The functional ANOVA model and MCMC algorithm for the carbon flux examples are broadly similar to previous demonstrations with climate model output (Kaufman and Sain2010; Sain et al.2011; Kang and Cressie2013), but there are a few notable extensions in the current work. The OCO-2 MIP examples use more than two levels per factor, which is addressed through the contrast effects. All examples include Bayesian inference for all Matérn parameters; in previous work the smoothness parameter ν was often fixed. The current implementation includes temporal correlation for the ANOVA error term to handle pseudo-replicates at adjacent times. Finally, the current work invokes the Vecchia approximation (Katzfuss and Guinness2021) for the Gaussian processes, which makes the MCMC algorithm more computationally efficient.

4 Results

The MCMC algorithm outlined in the previous section yields a large collection of random draws from the posterior distribution of the spatiotemporal covariance parameters and ANOVA components. The posterior samples can be summarized for individual parameters, as well as for arbitrary functions of them. For example, while the MCMC samples the contrast effects α*, the draws can be transformed to summarize the main effects α. The functional ANOVA results for the experiments outlined in Table 2 are summarized in various ways in this section. As outlined in Eq. (2), inference for the ANOVA components is carried on flux increments, so they are interpreted in a relative sense.
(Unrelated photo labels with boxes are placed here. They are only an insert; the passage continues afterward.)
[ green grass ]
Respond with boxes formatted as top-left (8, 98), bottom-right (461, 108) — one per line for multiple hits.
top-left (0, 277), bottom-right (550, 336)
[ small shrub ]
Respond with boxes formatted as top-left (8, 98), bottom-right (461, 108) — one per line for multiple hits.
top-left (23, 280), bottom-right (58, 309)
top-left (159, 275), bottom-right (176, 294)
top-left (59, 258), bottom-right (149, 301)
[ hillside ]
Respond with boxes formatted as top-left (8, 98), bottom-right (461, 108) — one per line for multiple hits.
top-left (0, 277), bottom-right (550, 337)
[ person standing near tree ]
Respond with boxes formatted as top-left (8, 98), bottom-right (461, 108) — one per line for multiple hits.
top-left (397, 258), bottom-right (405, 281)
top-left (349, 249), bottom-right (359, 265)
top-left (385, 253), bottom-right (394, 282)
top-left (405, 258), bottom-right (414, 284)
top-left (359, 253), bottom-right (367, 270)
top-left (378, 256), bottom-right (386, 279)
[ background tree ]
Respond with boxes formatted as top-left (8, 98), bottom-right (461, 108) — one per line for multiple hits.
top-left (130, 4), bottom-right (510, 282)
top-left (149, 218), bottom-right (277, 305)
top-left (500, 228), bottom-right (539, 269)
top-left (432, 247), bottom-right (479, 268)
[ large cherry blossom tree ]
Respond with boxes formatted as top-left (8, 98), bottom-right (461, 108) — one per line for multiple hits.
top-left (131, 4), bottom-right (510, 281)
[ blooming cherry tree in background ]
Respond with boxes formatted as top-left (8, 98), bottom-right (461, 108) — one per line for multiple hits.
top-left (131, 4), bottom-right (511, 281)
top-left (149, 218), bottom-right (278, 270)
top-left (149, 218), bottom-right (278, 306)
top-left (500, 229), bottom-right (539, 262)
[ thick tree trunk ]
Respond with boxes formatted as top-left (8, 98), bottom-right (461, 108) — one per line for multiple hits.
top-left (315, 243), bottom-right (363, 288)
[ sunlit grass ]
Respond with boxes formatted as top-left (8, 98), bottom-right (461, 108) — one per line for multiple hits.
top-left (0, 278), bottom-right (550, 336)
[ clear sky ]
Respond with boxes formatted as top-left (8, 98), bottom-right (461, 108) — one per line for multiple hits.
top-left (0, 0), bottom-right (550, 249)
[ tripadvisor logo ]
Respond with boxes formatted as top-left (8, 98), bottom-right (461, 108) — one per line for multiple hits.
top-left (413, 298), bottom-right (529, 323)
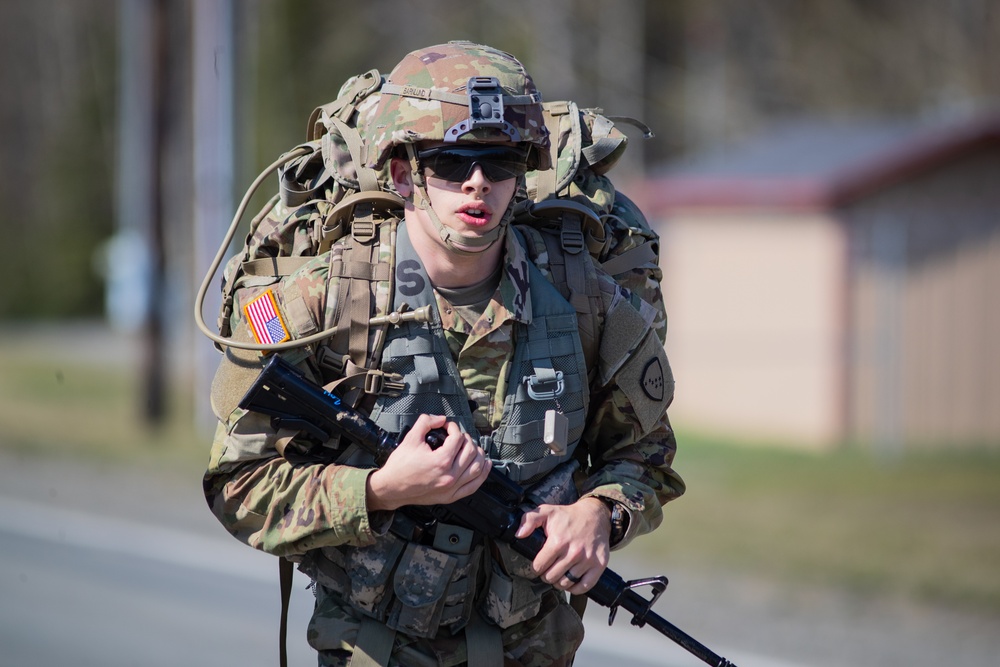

It is also worth emphasizing that the inference can be broadly partitioned into two categories of quantities. The first category includes the covariance parameters θ. These results inform the overall collective behavior of the ANOVA factors across levels. In addition to partitioning variability with variance components through the GP standard deviation σ as in classical ANOVA (Johnson and Wichern2002), the functional ANOVA inference also characterizes the spatiotemporal coherence, particularly through the range λ and autocorrelation ρ, for each factor. The magnitudes of these covariance parameters across factors are meaningful in diagnosing the relative impact of their respective sources of uncertainty in the flux inversions. The second broad category of inference includes the ANOVA components, (μ,α*,β*,(αβ)*). These inferences provide specific information about the spatial patterns of the ANOVA components.

4.1 Fused CO2 experiment

The CMS-Flux inversion results over Eurasia for JJA 2015 and 2016 using the super-obs and data fusion aggregation methods were incorporated into the first functional ANOVA implementation. Table 3 summarizes the posterior distributions for the GP parameters for each of the ANOVA components. The estimated GP standard deviation is largest for the error fields ϵ, indicating that the month-to-month variability within each treatment combination is relatively large. However, the estimated range parameter λϵ is relatively small. The estimated range for the overall mean μ and year effect α exceed 1000 km and are an order of magnitude larger. These contrasts in the estimated correlation range are meaningful in multiple respects. The large range values for the multi-year mean flux increment and the year effect indicate these factors have coherent regional- to continental-scale patterns at the seasonal timescale. These components, μ and α, are connected to intrinsic behavior of the carbon cycle as represented from this collection of inversions. In contrast, the aggregation method effect, β, shows differences that have limited spatial coherence. Notably, the posterior inference shows no evidence of the error process AR correlation ρϵ being different from zero. The error term, which captures both intraseasonal plus other unexplained variation, also has limited spatial coherence. Relatively large unexplained variability at these small scales may be due, in part, to the inherent ill-posed nature of the flux inversion.

Table 3Functional ANOVA spatiotemporal covariance parameter estimates for the CMS-Flux inversions in the fused CO2 experiment. The posterior median is the value listed first in each cell, and the values in parentheses are the lower and upper endpoints of 95 % credible intervals. Data and standard deviations have units of gC m−2 yr−1. Range parameters have units of kilometers, and smoothness parameters are unitless.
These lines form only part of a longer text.